Machines are subject to wear due to friction between moving parts. The expensive heavy equipment, such as wind turbines and aircraft propellers, are expensive to shut down or repair. Researchers at the George Washington University have developed a real-time sensor and nanotechnology-based system that detects the component surface damage in moving parts, such as gears, and repairs and sustains the moving parts of the machines automatically.

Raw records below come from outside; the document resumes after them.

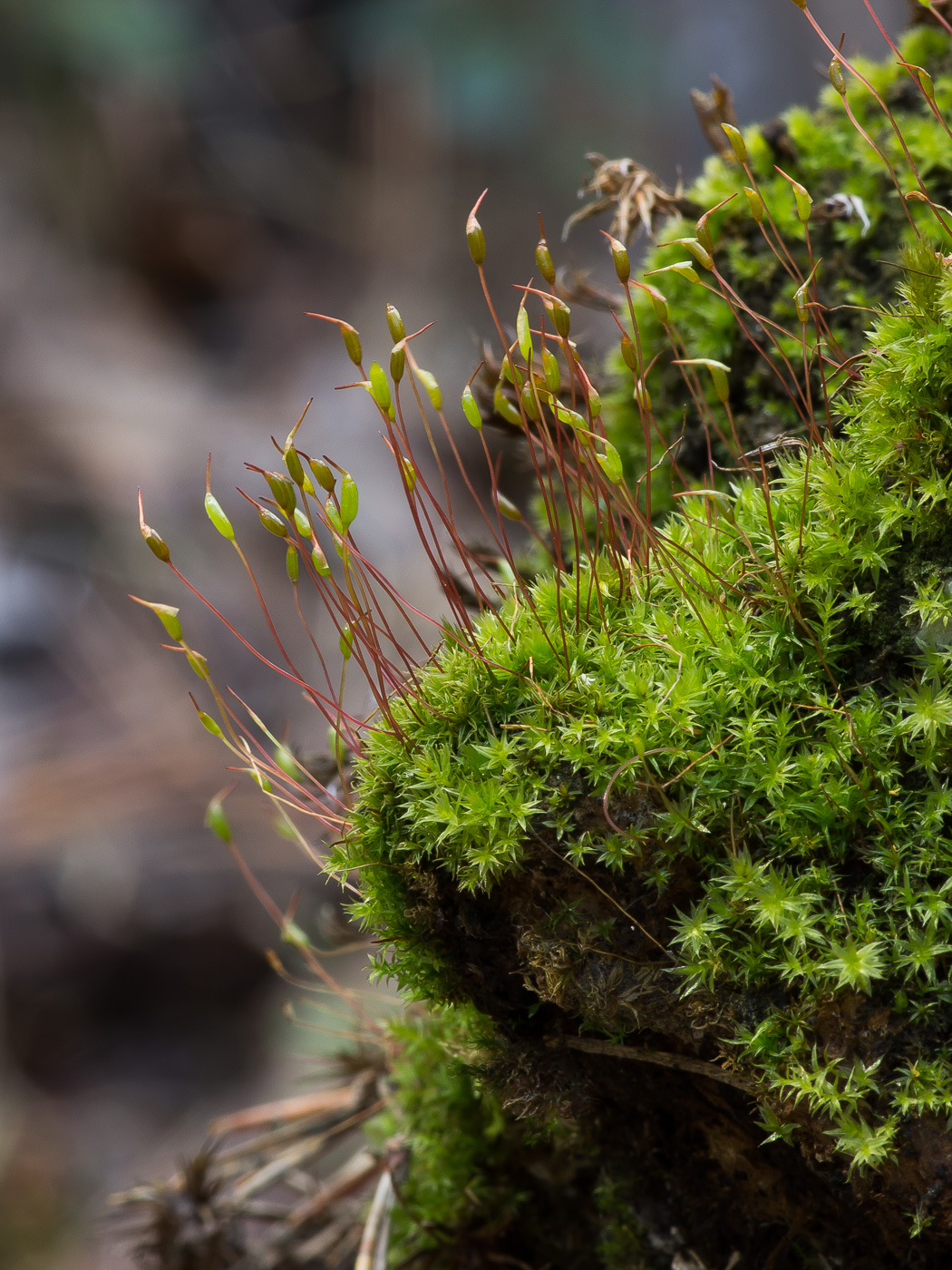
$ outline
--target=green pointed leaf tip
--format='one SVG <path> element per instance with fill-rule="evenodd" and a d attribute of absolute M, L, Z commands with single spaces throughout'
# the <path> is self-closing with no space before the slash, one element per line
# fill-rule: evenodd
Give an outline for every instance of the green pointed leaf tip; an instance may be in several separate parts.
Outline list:
<path fill-rule="evenodd" d="M 548 348 L 542 349 L 542 373 L 546 377 L 546 387 L 550 392 L 559 392 L 562 386 L 562 372 L 559 358 Z"/>
<path fill-rule="evenodd" d="M 532 361 L 532 331 L 529 330 L 529 315 L 526 312 L 526 305 L 519 305 L 519 311 L 515 315 L 515 338 L 519 340 L 519 352 L 523 359 L 528 363 Z"/>
<path fill-rule="evenodd" d="M 734 157 L 737 163 L 745 164 L 748 161 L 748 147 L 740 128 L 735 128 L 732 123 L 722 123 L 721 127 L 731 144 Z"/>
<path fill-rule="evenodd" d="M 357 330 L 349 323 L 345 321 L 340 323 L 340 334 L 344 340 L 344 348 L 347 349 L 347 356 L 350 358 L 354 366 L 359 366 L 360 362 L 363 361 L 360 337 L 357 334 Z"/>
<path fill-rule="evenodd" d="M 793 199 L 797 204 L 797 216 L 803 224 L 810 220 L 810 212 L 812 211 L 814 201 L 807 193 L 806 188 L 800 184 L 798 180 L 791 182 L 793 189 Z"/>
<path fill-rule="evenodd" d="M 493 409 L 496 414 L 505 419 L 506 423 L 512 423 L 514 427 L 522 425 L 522 415 L 515 409 L 509 398 L 503 392 L 503 385 L 496 384 L 495 391 L 493 394 Z"/>
<path fill-rule="evenodd" d="M 208 516 L 208 519 L 216 527 L 216 530 L 218 531 L 218 533 L 221 533 L 221 536 L 223 538 L 227 538 L 228 542 L 234 542 L 235 541 L 235 530 L 232 528 L 231 521 L 227 518 L 227 516 L 222 511 L 221 503 L 215 497 L 215 494 L 206 494 L 206 497 L 204 497 L 204 509 L 206 509 L 206 514 Z"/>
<path fill-rule="evenodd" d="M 613 485 L 621 485 L 625 479 L 622 457 L 609 441 L 603 441 L 602 444 L 604 446 L 605 452 L 595 456 L 598 458 L 598 466 Z"/>
<path fill-rule="evenodd" d="M 292 781 L 300 781 L 305 775 L 301 765 L 297 762 L 287 745 L 274 747 L 274 762 L 286 776 L 291 777 Z"/>
<path fill-rule="evenodd" d="M 390 329 L 390 338 L 395 344 L 399 344 L 401 339 L 406 338 L 404 319 L 400 316 L 393 305 L 387 305 L 387 328 Z"/>
<path fill-rule="evenodd" d="M 174 640 L 182 639 L 182 622 L 179 621 L 179 610 L 173 608 L 171 605 L 160 605 L 151 599 L 138 599 L 138 597 L 132 597 L 137 605 L 142 605 L 143 608 L 151 608 L 159 621 L 162 624 L 168 634 Z"/>

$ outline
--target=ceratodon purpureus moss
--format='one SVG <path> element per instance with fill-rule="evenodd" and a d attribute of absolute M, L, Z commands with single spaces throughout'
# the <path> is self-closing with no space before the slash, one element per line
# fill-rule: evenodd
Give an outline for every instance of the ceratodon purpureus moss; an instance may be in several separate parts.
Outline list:
<path fill-rule="evenodd" d="M 740 1090 L 575 1066 L 608 1154 L 707 1137 L 664 1185 L 722 1168 L 722 1233 L 811 1187 L 828 1251 L 854 1220 L 894 1259 L 952 1226 L 948 265 L 901 290 L 840 434 L 674 517 L 677 569 L 595 559 L 437 654 L 339 856 L 388 973 L 495 1022 L 510 1104 L 571 1105 L 580 1026 L 726 1062 L 793 1149 Z"/>
<path fill-rule="evenodd" d="M 539 483 L 534 580 L 489 447 L 491 566 L 426 484 L 406 403 L 452 433 L 419 333 L 388 311 L 387 376 L 339 324 L 451 618 L 432 652 L 405 606 L 418 668 L 354 537 L 353 478 L 293 429 L 253 502 L 297 612 L 307 580 L 377 706 L 355 718 L 326 665 L 308 683 L 274 630 L 334 726 L 330 791 L 154 606 L 209 686 L 204 725 L 288 833 L 305 841 L 297 812 L 341 832 L 382 972 L 434 1007 L 395 1034 L 378 1126 L 411 1148 L 395 1262 L 948 1264 L 947 36 L 916 30 L 901 57 L 834 56 L 819 113 L 731 133 L 736 161 L 712 160 L 698 222 L 663 229 L 679 241 L 642 278 L 612 244 L 631 325 L 604 410 L 557 295 L 524 290 L 514 342 L 498 321 L 499 398 Z M 475 212 L 467 240 L 485 284 Z M 468 389 L 462 405 L 481 429 Z M 231 841 L 220 804 L 211 823 Z"/>

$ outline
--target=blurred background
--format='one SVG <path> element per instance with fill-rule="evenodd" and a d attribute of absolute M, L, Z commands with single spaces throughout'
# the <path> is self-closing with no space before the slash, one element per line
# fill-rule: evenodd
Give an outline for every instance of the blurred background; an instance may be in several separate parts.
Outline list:
<path fill-rule="evenodd" d="M 817 0 L 848 52 L 882 52 L 862 0 Z M 878 0 L 891 32 L 905 0 Z M 0 1270 L 128 1265 L 113 1189 L 168 1172 L 209 1115 L 293 1093 L 310 1034 L 263 949 L 274 932 L 204 806 L 225 752 L 197 682 L 127 599 L 182 605 L 192 644 L 303 751 L 325 728 L 209 622 L 138 536 L 136 488 L 176 563 L 251 638 L 261 624 L 202 513 L 302 447 L 360 485 L 362 541 L 424 607 L 437 588 L 338 331 L 418 357 L 457 401 L 489 335 L 463 224 L 481 212 L 503 297 L 555 245 L 589 150 L 689 180 L 711 72 L 744 122 L 810 102 L 828 57 L 790 0 L 0 0 Z M 560 262 L 607 281 L 599 222 Z M 575 329 L 598 351 L 603 319 Z M 246 475 L 246 474 L 245 474 Z M 283 593 L 283 592 L 282 592 Z M 305 654 L 302 653 L 302 657 Z M 281 903 L 316 939 L 336 898 L 230 800 Z M 358 966 L 345 974 L 359 973 Z"/>

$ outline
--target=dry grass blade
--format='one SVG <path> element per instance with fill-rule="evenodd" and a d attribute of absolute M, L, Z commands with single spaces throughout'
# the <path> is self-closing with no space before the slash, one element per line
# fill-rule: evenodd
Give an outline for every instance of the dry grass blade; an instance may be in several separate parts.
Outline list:
<path fill-rule="evenodd" d="M 376 1208 L 363 1223 L 360 1210 L 383 1161 L 353 1138 L 383 1107 L 378 1074 L 366 1068 L 347 1085 L 221 1116 L 211 1125 L 218 1144 L 165 1182 L 114 1195 L 113 1206 L 145 1214 L 135 1232 L 138 1261 L 149 1270 L 340 1270 L 368 1226 L 372 1252 L 386 1245 L 392 1184 L 390 1191 L 377 1187 Z M 220 1146 L 226 1134 L 267 1125 L 267 1133 Z M 348 1135 L 350 1153 L 327 1172 L 330 1149 L 345 1146 Z"/>
<path fill-rule="evenodd" d="M 711 91 L 691 90 L 691 103 L 694 107 L 701 131 L 716 155 L 730 152 L 730 141 L 724 133 L 722 123 L 737 127 L 737 112 L 734 109 L 734 94 L 716 75 L 711 76 Z"/>
<path fill-rule="evenodd" d="M 644 229 L 654 239 L 660 221 L 683 211 L 680 193 L 671 193 L 652 171 L 633 159 L 605 159 L 599 154 L 585 157 L 595 170 L 579 190 L 579 198 L 589 194 L 593 201 L 572 212 L 562 227 L 562 241 L 575 225 L 612 210 L 611 234 L 614 237 L 628 243 Z"/>
<path fill-rule="evenodd" d="M 264 1124 L 283 1123 L 310 1118 L 321 1113 L 349 1111 L 360 1101 L 366 1081 L 354 1081 L 338 1090 L 319 1090 L 315 1093 L 301 1093 L 297 1097 L 279 1099 L 277 1102 L 263 1102 L 256 1107 L 234 1111 L 220 1116 L 208 1125 L 216 1137 L 227 1133 L 240 1133 L 242 1129 L 258 1129 Z"/>

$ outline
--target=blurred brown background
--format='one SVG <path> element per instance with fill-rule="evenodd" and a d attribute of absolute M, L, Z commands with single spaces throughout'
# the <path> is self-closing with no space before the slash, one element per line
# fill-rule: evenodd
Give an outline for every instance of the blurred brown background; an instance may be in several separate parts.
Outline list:
<path fill-rule="evenodd" d="M 905 0 L 880 0 L 897 30 Z M 862 0 L 819 0 L 880 52 Z M 268 464 L 311 395 L 305 448 L 358 476 L 362 541 L 420 605 L 437 592 L 336 331 L 372 356 L 407 329 L 449 401 L 487 333 L 462 236 L 501 295 L 574 210 L 583 155 L 674 183 L 706 144 L 711 72 L 743 121 L 809 102 L 826 57 L 790 0 L 0 0 L 0 1270 L 126 1265 L 113 1187 L 166 1171 L 208 1115 L 293 1092 L 315 1041 L 281 1015 L 273 932 L 201 828 L 225 753 L 195 682 L 127 592 L 182 603 L 217 678 L 308 751 L 324 726 L 175 591 L 260 638 L 201 511 Z M 597 226 L 560 259 L 604 271 Z M 584 319 L 598 344 L 597 318 Z M 281 573 L 274 544 L 256 560 Z M 274 894 L 335 918 L 314 869 L 235 795 Z M 330 916 L 329 916 L 330 914 Z"/>

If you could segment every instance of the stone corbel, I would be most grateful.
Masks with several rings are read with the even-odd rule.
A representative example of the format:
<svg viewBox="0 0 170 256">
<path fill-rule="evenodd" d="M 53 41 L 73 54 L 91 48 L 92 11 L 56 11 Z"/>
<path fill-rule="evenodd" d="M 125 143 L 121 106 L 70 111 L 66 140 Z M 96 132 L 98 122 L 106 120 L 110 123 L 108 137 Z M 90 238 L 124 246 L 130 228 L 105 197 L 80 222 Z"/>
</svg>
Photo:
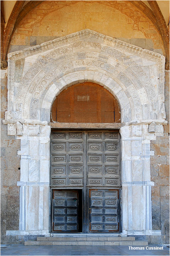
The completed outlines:
<svg viewBox="0 0 170 256">
<path fill-rule="evenodd" d="M 19 122 L 17 122 L 16 123 L 16 127 L 17 128 L 17 136 L 22 136 L 23 135 L 22 124 Z"/>
</svg>

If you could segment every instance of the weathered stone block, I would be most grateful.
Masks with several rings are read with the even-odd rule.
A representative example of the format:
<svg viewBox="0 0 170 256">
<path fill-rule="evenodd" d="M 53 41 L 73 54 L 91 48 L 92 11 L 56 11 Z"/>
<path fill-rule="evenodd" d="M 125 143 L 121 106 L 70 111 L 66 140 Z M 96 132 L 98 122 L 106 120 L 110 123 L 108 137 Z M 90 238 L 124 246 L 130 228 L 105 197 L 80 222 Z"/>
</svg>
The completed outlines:
<svg viewBox="0 0 170 256">
<path fill-rule="evenodd" d="M 122 241 L 135 241 L 135 238 L 133 236 L 125 236 L 121 238 Z"/>
<path fill-rule="evenodd" d="M 62 240 L 65 241 L 76 241 L 77 238 L 76 237 L 63 237 L 62 238 Z"/>
<path fill-rule="evenodd" d="M 122 238 L 111 236 L 108 236 L 107 241 L 122 241 Z"/>
<path fill-rule="evenodd" d="M 24 245 L 40 245 L 40 241 L 26 241 Z"/>
<path fill-rule="evenodd" d="M 157 165 L 151 165 L 151 176 L 154 179 L 155 176 L 159 176 L 159 166 Z"/>
<path fill-rule="evenodd" d="M 30 46 L 36 45 L 36 37 L 30 36 L 29 37 L 29 43 Z"/>
<path fill-rule="evenodd" d="M 132 38 L 131 43 L 134 45 L 141 47 L 143 49 L 146 48 L 146 39 L 145 38 Z"/>
<path fill-rule="evenodd" d="M 169 165 L 162 165 L 159 167 L 159 176 L 169 176 Z"/>
<path fill-rule="evenodd" d="M 169 177 L 157 177 L 154 179 L 155 186 L 169 186 Z"/>
<path fill-rule="evenodd" d="M 162 242 L 161 236 L 151 236 L 151 244 L 161 244 Z"/>
<path fill-rule="evenodd" d="M 98 237 L 96 236 L 87 236 L 87 241 L 98 241 Z"/>
<path fill-rule="evenodd" d="M 159 201 L 160 199 L 160 187 L 159 186 L 153 186 L 151 188 L 152 200 Z"/>
<path fill-rule="evenodd" d="M 84 236 L 77 237 L 77 241 L 87 241 L 87 238 Z"/>
<path fill-rule="evenodd" d="M 152 39 L 146 39 L 146 49 L 149 50 L 153 48 L 153 42 Z"/>
<path fill-rule="evenodd" d="M 152 200 L 152 228 L 154 230 L 160 229 L 160 201 Z"/>
<path fill-rule="evenodd" d="M 104 241 L 94 241 L 92 242 L 92 245 L 104 245 Z"/>
</svg>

The self-repairing system enables the machines that are long-lasting and self-sustaining. The invention deploys a monitoring system of thin film automatic sensors to monitor physical metallurgical conditions of machine’s moving parts on their surfaces. The sensors transmit monitoring data using radio signals to a control site. The system also comprises a mathematical model that identifies damage through anomaly pattern recognitions and generates distress signals that trigger repairing process. Ultimate aim of the system is to reduce premature failures of machines such as expensive wind turbines and aircraft propellers, labor cost and maintenance downtime significantly. This invention may have a profound effect on how machines are designed, built and maintained.
Figure: The repaired surfaces in a diesel engine cylinder by optical and SEM micrographs.
Applications:
- Self or autonomous repair and maintenance of heavy machines, such as windmills and aircraft engines.
- Autonomous repair module can be built into heavy machines or installed into existing machines such as windmills and jet engines.
Advantages:
- Minimizes downtime of expensive machines that are very expensive to repair
- Autonomous repair module envisioned in this invention will reduce the downtime and maintenance costs of heavy machines.